Researchers in Ireland and Texas are preparing to trial a new agri-sustainability tool that uses information on soil moisture to help farmers manage their crops more efficiently.

The research project, which is a collaboration between IBM Ireland and Texas A&M University, is developing a system that can collect extensive data on soil properties, analyse it and then make recommendations on what actions should be taken.

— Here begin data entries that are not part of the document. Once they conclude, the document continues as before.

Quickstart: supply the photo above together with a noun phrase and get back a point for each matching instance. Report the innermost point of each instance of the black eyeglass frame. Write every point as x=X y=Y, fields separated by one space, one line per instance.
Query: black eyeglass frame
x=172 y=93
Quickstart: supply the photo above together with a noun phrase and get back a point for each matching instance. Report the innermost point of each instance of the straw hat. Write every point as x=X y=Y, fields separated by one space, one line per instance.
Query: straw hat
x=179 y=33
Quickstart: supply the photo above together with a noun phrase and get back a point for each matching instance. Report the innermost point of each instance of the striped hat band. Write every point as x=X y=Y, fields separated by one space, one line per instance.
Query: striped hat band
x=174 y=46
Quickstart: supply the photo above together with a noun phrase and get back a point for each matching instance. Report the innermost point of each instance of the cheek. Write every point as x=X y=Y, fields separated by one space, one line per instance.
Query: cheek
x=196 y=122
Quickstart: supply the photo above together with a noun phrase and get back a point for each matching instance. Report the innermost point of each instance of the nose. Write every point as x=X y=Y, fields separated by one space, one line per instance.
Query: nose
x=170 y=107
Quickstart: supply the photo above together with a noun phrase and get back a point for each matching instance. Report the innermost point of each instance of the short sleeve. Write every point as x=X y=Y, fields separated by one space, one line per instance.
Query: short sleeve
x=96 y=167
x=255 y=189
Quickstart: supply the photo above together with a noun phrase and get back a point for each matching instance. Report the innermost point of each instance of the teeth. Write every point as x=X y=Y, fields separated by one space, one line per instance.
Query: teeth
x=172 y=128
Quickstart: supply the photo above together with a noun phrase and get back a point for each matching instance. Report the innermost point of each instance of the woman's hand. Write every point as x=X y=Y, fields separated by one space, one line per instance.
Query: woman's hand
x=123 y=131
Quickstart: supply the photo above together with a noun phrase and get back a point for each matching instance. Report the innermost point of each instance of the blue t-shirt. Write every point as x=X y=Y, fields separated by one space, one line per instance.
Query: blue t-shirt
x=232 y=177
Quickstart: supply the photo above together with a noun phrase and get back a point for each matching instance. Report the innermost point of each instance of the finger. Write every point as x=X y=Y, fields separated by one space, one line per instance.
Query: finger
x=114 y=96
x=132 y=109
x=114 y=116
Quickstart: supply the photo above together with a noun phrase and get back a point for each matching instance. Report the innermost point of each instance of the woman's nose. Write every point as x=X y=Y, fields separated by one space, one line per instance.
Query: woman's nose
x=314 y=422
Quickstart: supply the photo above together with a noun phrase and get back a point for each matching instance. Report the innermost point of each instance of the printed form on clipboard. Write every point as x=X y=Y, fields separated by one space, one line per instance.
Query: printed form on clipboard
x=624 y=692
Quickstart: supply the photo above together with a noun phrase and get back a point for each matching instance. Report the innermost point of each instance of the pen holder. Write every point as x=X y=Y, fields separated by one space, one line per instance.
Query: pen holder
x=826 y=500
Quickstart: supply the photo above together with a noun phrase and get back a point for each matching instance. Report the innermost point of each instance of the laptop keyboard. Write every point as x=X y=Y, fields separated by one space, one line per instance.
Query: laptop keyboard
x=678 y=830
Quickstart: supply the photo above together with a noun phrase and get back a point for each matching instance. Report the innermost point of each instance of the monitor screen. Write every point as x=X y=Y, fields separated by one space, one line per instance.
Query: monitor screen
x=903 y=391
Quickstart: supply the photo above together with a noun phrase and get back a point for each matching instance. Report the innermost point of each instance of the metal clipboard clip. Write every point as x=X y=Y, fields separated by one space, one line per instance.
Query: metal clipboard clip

This data is collected by placing specialised sensors into the soil, which record moisture and temperature levels and upload them to the cloud.

This information is then analysed by artificial intelligence (AI) technology in conjunction with weather forecasts, geographical information and crop data.

Through this analysis, algorithms can identify when the optimum times are to sow crops, spread fertiliser, irrigate the land and harvest, and will present this knowledge to farmers via an app-style platform.

One of the researchers on the project, Fearghal O’Donncha from Inis Meáin in the Aran Islands, spoke to Agriland and explained how the development is progressing.

In relation to managing crops, O’Donncha said that farmers are often unsure on when exactly they should be doing certain things, and this technology could clarify that.

“There’s so much uncertainty and what farmers often end up doing to address that is to overcompensate.

“That was somewhat feasible a number of years ago when costs were so much less, when environmental impacts were not as prominent as they are today,” he said.

“If we can instead make recommendations that reduce the amount of fertiliser that’s required by 30-50%, then that has real impacts on the bottom line and on the broader impacts of agriculture on the environment,” he added.

Researchers at Texas A&M University trialing the technology. Image: Fearghal O’Donncha

O’Donncha outlined that a reduction in input costs, more efficient labour and improved yields are some of the benefits that farmers could experience, but also added that the risk of polluting nearby watercourses through runoff would also be significantly reduced.

The research began in early 2022 and the team is now gearing up to trial the technology on-farm in the new year.

“The next growing season starts in Texas in February,” said O’Donncha.

“So we’re aiming to deliver this solution to farmers in Texas, get feedback from them and test it from a ‘the world is our lab’ perspective

He added that this is an important stage in the development process, as the more the technology is used, the more the AI system will learn, meaning it can improve its recommendations further.

“The more this is used, the more it can learn different approaches and help deliver on key goals,” he concluded.